So I know that’s rather boring for you, but this is the beat you chose, so could you try reporting about things that are actually happening, rather than the things you wish were happening?
I know you don’t know what to make of the Resources Super Profits Tax. Nobody likes taxes, but they don’t like big business much either. It’s hard for you to figure out an angle when you’re not sure which side Mr and Mrs Suburban would take. They’re not sure themselves since it’s so hard to get good information from a media that would rather report gossip about leadership challenges. See how the cycle feeds itself?
Greg Rudd, Kevin’s brother, wrote an article in The Australian last week that wasn’t all that flattering of his brother, but also let us in on how you work:
During the bitter Hawke-Keating leadership contest I was pulled aside by one of the senior members of the Canberra press gallery, who said: "Mate, save your energy. We've decided we want a regime change. With Hawke we have to chase stories. With Keating the stories will come to us."

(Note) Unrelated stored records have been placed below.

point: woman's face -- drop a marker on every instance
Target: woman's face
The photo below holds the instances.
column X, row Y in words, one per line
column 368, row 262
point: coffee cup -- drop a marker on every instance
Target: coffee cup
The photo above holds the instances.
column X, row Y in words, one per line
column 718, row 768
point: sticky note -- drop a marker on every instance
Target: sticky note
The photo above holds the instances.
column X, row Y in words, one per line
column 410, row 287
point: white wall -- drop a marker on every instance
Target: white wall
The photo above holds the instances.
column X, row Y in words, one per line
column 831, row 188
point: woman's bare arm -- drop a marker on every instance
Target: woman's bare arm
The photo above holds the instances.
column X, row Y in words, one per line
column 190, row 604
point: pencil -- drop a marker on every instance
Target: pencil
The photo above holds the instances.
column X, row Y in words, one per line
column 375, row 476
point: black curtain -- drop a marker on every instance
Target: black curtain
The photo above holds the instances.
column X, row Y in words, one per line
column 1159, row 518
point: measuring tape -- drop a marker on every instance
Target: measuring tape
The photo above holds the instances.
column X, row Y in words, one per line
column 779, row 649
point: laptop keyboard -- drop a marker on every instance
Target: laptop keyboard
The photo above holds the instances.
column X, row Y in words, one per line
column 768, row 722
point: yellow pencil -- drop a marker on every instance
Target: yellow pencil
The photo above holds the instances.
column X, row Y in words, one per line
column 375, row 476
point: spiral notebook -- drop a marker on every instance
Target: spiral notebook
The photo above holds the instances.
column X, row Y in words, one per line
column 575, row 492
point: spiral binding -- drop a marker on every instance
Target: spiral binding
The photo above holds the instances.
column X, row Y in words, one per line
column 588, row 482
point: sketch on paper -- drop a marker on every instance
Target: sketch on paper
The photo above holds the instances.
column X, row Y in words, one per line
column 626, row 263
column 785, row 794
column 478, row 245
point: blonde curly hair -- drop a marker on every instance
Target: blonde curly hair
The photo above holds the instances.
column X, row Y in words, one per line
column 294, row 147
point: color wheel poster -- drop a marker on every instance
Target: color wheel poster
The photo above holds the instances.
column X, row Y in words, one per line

In blood sport, honesty is bad policy
And when the stories don’t come to you, you just create them. It’s so much easier to write about personality clashes and the soap opera of leadership than it is about policy, and you’ve had quite a few this term. Turnbull was out to roll Nelson from the start, and Turnbull himself floated the idea of challenging his own leadership when the party wouldn’t back his policy. You tried for years to get Peter Costello to roll John Howard, even though Costello had made it clear he didn’t have the bottle for it. You’ve actually been pretty spoiled for personality stories of late but once in a while, you will have to fall back on writing about things that the government is doing, instead of asking backbenchers if they would support a hypothetical leadership challenge from someone who has shown no interest in launching such a challenge. I know it’s hard to make that interesting in the age of Australian Idol, Dancing with the Stars and Masterchef, where the story is the personal sniping and not the substance of what’s being done, but once again, this is the beat you chose. If you don’t like writing about policy, then you can always put in for a transfer to the entertainment section and see if you can give Richard Wilkins and Angela Bishop a run for their money.
Let me help you out:
The proposed super profits tax is basically a HECS for industry. The Higher Education Contributions Scheme accepts that a university education is unaffordable for most people up front. So instead, students pay much lower fees, but once their post-study income hits a certain level – a level which they probably couldn’t have achieved without their degree – they then pay more tax to pay off the benefit they received earlier. Aside from the hypocrisy that HECS was designed and maintained by people who got their degrees for free through the 70s and 80s, no-one can really argue against it because it’s a pretty fair system. Similarly, the mining industry receives all kinds of subsidies, tax credits and the like, in order to set up their businesses, and to carry them through hard times. So when times are good, and only after their profits hit an extraordinary level, the RSPT would see them pay a higher proportion back to the country that has given them such opportunity.
See? Wasn’t so hard, was it? So there’s your angle for this week and now you can go back to asking who’s going to eat who on Masterchef and wondering if Jessica Watson has a boyfriend.
PS: If a hypothetical challenger decided you weren’t performing well, what would be your response?